Posts Tagged ‘diazepam’

Bad, bad Benzos?

September 27th, 2010

Six or seven years ago, a patient of mine was moving to a nearby state. Through the local university’s psychiatry department, I arranged for her care to be delivered by a recent graduate from their residency. We spoke by phone about the transfer. She sounded competent and nice.

My patient was taking an SSRI daily and a prn benzodiazepine—diazepam, I seem to recall. My younger colleague was appalled. She repeatedly questioned me with an anxious tone about the need and justification for this dangerous drug. I sought to clarify and reassure her.

Used appropriately and cautiously, benzodiazepines can do good. They can offer immediate relief of anxiety and insomnia, and they certainly feel different than an antidepressant. They work fast. They are good during the first few weeks of antidepressant treatment of depression or many anxiety syndromes. Benzodiazepines are also good for prn use during a “rough patch.”

Downsides? They have many. They should be prescribed with great caution, if at all, to patients with a history of dependency. Sudden withdrawal (even an abrupt reduction in dose) can be lethal. And they cause the full range of sedative-hypnotic side effects—like sedation, amnesia, confusion, and ataxia. Add alcohol or another sedative-hypnotic, and these effects can mushroom.

I caution patients strongly to be careful about driving or anything that can be hazardous—like climbing a ladder. If a patient takes a benzo at bedtime, I advise the patient to look for hazards between bed and bathroom. It’s so easy to trip in the dark if one is unsteady. With older patients, this problem is magnified.
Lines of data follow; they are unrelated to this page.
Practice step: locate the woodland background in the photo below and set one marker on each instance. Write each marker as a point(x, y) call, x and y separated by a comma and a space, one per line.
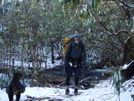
point(33, 31)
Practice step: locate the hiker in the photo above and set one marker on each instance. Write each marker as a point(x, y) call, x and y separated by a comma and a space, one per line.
point(75, 59)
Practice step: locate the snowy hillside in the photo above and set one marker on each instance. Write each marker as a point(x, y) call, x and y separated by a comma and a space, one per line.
point(102, 92)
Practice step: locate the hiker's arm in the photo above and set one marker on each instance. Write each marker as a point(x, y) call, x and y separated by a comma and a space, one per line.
point(84, 55)
point(67, 54)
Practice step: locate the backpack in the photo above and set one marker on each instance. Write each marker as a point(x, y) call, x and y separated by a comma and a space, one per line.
point(65, 46)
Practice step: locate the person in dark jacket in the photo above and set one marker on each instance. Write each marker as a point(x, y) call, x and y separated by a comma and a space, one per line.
point(75, 59)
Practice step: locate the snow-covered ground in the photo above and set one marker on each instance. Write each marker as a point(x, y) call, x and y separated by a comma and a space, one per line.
point(103, 91)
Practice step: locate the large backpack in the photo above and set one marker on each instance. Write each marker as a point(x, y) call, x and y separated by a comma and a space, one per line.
point(65, 46)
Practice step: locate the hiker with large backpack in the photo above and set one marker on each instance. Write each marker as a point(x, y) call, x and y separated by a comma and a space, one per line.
point(75, 59)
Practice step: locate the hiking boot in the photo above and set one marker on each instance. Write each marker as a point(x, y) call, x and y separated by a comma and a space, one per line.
point(67, 92)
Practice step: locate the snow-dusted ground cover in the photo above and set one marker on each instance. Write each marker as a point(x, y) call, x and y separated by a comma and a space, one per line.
point(103, 91)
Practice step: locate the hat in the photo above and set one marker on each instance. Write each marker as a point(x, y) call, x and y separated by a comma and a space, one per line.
point(76, 35)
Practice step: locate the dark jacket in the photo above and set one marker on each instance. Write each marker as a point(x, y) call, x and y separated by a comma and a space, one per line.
point(75, 54)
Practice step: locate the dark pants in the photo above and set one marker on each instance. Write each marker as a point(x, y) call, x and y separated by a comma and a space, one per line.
point(77, 73)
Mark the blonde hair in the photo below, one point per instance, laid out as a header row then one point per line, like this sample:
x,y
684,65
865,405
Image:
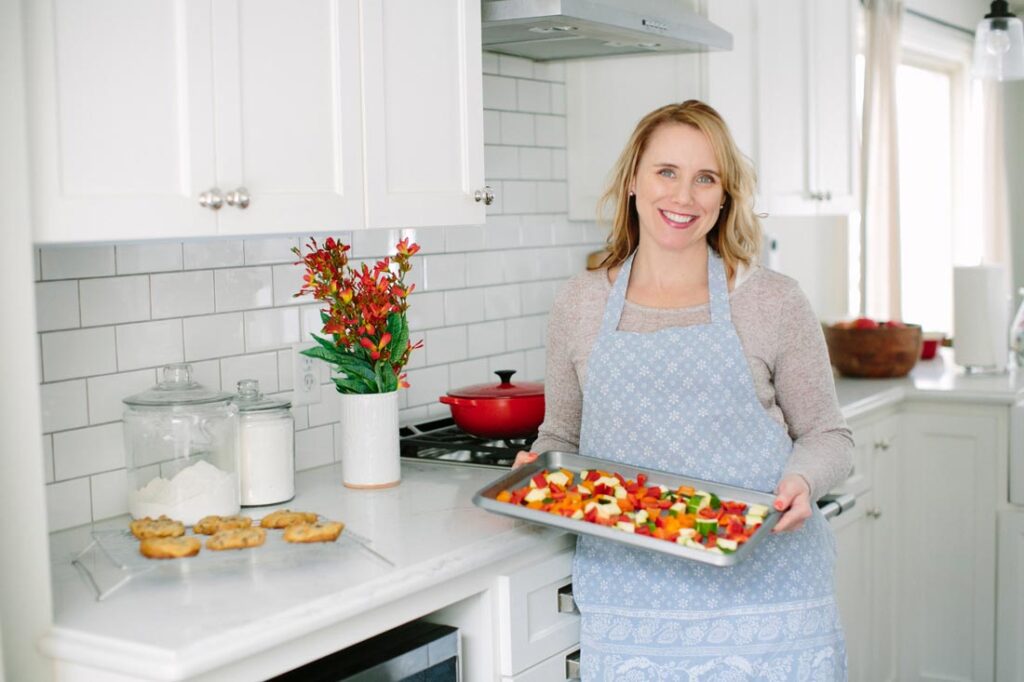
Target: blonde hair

Which benzo to choose? It depends. Know the pharmacokinetics. Duration of action is terminated by distribution with single use, so a lipophilic agent like diazepam is quick in/quick out. With repeated use, half-life determines how long the drug works. The one benzo I really dislike is alprazolam. Alprazolam’s kinetics and dynamics make it troublingly addictive and hard to stop.

Are benzodiazepines good? Or bad? They are drugs—double-edged swords. We can prescribe them wisely.